James Cheshire — Atlas of the Invisible: Maps and Graphics That Will Change How You See the World.
Professor James Cheshire will share how he and Oliver Uberti transformed enormous datasets into rich maps and cutting-edge visualisations for their latest book Atlas of the Invisible. It is a book that reveals happiness levels around the globe, tracks the undersea cables and cell towers that connect us, examines the concealed scars of geopolitics, and illustrates how a warming planet affects everything from hurricanes to the hajj. James will outline how a collaborative approach and workflow are crucial to creating compelling visualizations and will draw examples from he and Oliver’s data rich maps to show how information that usually only appears as figures in scientific journals or technical reports can be transformed into compelling full-page graphics for a broad audience.
James Cheshire is Professor of Geographic Information and Cartography in the UCL Department of Geography and Director of the UCL Social Data Institute. He is co-author of the critically acclaimed books London: The Information Capital, Where the Animals Go and Atlas of the Invisible. James is the recipient of a number of major awards from the Royal Geographical Society, The American Association of Geographers, The North American Cartographic Information Society and British Cartographic Society. He was President of the Society of Cartographers between 2017 and 2019.
Mark Palmer — Indigenous Peoples, Calendars, and Mapping Space-Time.
It is often challenging to think of Indigenous maps as 2-dimensional constructs. Complexity stems from relationships between landforms on earth and constellations in the sky. Indigenous knowledge systems contain tangible and intangible elements that must be considered when developing representations. One example of an Indigenous knowledge system is the calendar. Indigenous people have long cultivated extensive knowledge of movements of the Sun, Moon, Venus, Mars and many constellations, keeping highly accurate calendars over a span of several thousand years. Calendars are closely associated within the space and time of ceremonial and agricultural cycles and have a direct relationship with environmental stewardship and food sovereignty. This presentation will discuss the creation of a three-dimensional dome planetarium project that considers many cartographic related elements like scale, projections, orientation, and symbolization. In some ways, 3-D visualization technologies are thought to create a more realistic representation of environments than 2-D images. On the other hand, 3-D visualization technologies distort and transform space. Indigenous media is increasingly using 3-D visualizations for storytelling, story mapping, and knowledge transmission.

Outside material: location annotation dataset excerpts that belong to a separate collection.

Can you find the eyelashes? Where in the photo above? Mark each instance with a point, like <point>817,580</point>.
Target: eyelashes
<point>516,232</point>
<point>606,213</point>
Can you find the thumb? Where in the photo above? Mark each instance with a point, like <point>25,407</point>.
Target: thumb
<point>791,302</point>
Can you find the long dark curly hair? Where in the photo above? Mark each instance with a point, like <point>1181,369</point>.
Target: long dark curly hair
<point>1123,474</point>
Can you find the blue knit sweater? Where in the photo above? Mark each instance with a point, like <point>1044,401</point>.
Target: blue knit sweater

Mark Palmer is Associate Professor in Geography at the University of Missouri. His work focuses upon the social aspects of geographic information systems including the uneven development of geographic information networks within institutions and their connections and disconnections within indigenous communities around the world. Palmer’s Recent work includes research on UNESCO World Heritage nomination maps/GIS, Indigenous mapping, and processes of Indigenous imaging and visualizations. He has published in journals like the Annals for the Association of American Geographers, Cartographica, Sustainability Science, and the Canadian Geographer. Professor Palmer is a member of the Kiowa Tribe of Oklahoma.